Le argomentazioni sentimentali sono a suo favore. Terremoto. Il villaggio di Villabianca, in provincia di Cossana, è andato pressoché distrutto: quaranta morti e gente disperata che ha perduto la casa. Vogliamo o no aiutare questi sfortunati? Ecco la madre del collettivismo: si pensa che se noi tutti (sessanta milioni) facciamo un piccolo sforzo, possiamo salvarli. Il tallone d’Achille di questa teoria è che il suo schema – moltissimi stanno bene, alcuni stanno male – non sempre è valido. Può anche avvenire che alcuni stiano bene e moltissimi male. A questo punto che facciamo? Eppure è un’ipotesi che è necessario considerare.

Nel caso delle migliaia di terremotati, delle migliaia di licenziati dalle imprese in crisi, e comunque di tutti coloro che sono troppo numerosi per essere aiutati, la soluzione italiana è sempre stata quella di promettere l’impossibile, E poi non farlo, naturalmente. Da noi la regola è che se i disgraziati sono dieci, possono anche morire in mezzo alla strada. Perché non fanno i titoli dei giornali. Se sono trecento, si attivano i sindacati, l’intera politica ed anche il Papa. Ma se il problema riguarda decine e decine di milioni di italiani, come capita attualmente col Covid-19, ecco che non bastano più i quattordici miliardi sprecati con l’Alitalia, i cento miliardi sprecati dal Governo Conte a partire dal marzo di quest’anno o altri ancora. Perché a tutto c’è un limite. L’intera Italia non può vivere di elemosina perché l’elemosina richiede qualcuno che possa farla.

Finalmente la Necessità - l’Ananche, come la chiamavano i greci - presenta la dimostrazione che mille liberali non sono riusciti a fornire. Se la situazione è grave e riguarda tutti, lo Stato non può farvi fronte, perché in sé non esiste. Esiste soltanto la collettività, e in questo caso è dunque la collettività che deve aiutare sé stessa. Purtroppo in Italia il governo non ha neppure il coraggio e la chiarezza di idee di dirci che dobbiamo fare da soli. È come un padre ricco che prima ha dato denaro a palate ai figli e poi, quando improvvisamente fallisce, li riempie di compianto e di promesse, ma dimentica di rivelargli che devono mettersi a lavorare.
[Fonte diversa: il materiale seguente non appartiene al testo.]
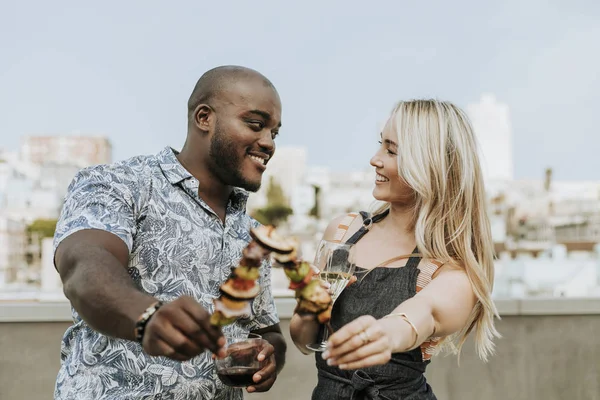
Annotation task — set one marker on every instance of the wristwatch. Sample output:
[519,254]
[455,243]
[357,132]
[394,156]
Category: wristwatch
[140,325]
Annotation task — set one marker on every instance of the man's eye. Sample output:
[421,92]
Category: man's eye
[258,125]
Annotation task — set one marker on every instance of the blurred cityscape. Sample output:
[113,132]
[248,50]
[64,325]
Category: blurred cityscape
[546,232]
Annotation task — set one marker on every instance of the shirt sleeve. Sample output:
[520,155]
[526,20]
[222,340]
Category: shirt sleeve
[98,198]
[264,312]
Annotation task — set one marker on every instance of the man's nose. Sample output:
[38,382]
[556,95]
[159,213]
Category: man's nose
[266,142]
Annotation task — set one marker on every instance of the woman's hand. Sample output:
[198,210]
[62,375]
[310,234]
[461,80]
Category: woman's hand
[364,342]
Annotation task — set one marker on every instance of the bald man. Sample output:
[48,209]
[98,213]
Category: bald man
[143,245]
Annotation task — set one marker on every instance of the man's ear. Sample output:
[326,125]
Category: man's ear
[204,117]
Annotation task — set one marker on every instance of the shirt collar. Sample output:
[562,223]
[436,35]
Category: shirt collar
[176,173]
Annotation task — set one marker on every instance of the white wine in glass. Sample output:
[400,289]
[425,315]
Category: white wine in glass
[336,263]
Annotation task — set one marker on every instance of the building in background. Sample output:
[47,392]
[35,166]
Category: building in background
[491,122]
[33,183]
[81,151]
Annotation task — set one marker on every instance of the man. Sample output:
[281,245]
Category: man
[143,245]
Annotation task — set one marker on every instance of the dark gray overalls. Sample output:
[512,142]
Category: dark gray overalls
[378,294]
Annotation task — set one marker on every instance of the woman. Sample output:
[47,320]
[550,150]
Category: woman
[424,259]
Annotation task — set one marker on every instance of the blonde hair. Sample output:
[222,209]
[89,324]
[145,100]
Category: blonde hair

Il nostro invadente governo vuole imporci il modo di difenderci dal virus. Vuole raccontarci che possiamo anche non lavorare, ché tanto provvederà lui a tutto. Vuole farci credere che può fare miracoli, magari moltiplicando i pani e i pesci. Insomma illude tutti, ed ovviamente delude tutti. Miracoli ne fanno a volte i privati, come quei lombardi che, a spese loro e in breve tempo, hanno creato un ospedale anti-Covid da duecento posti. Ma se fossero necessari non duecento, non cinquemila, ma cinquantamila posti di terapia intensiva, chi potrebbe mai fornirli?

Da qui in poi espongo delle contestabili opinioni sul Covid-19, ma faccio notare che, se anche fossero erronee, non sono erronee le considerazioni che precedono.

Nel caso della pandemia, lo Stato avrebbe dovuto dire che non era in grado di garantire la salute di tutti: “Questo virus è estremamente contagioso, a volte mortale e ognuno deve proteggere sé stesso, così e così. E non dovete infettare gli altri, così e così. Per il resto, buona fortuna”. Insomma trattarci da adulti.

Anche attualmente il governo avrebbe dovuto dire: “Guardate che la serata al ristorante può costarvi la vita. Il ristorante è aperto perché i cuochi e i camerieri devono guadagnarsi da vivere, mentre voi, ‘andando a cena fuori’, rischiate inutilmente. Ma sono affari vostri e dei vostri figli”.

Insomma avrebbe dovuto fornire il massimo di possibilità di sopravvivenza a chi voleva sopravvivere (economicamente e dal punto di vista sanitario) lasciando a tutti gli altri ls libertà di mettersi nei guai. Mi chiedo al passaggio se non sia la politica di Trump.

La collettività non deve e non può farsi carico di tutti. Chi non è adulto e responsabile, la paga. Rabelais una volta definì la gioventù l’“età in cui si piscia controvento”. Poi si impara.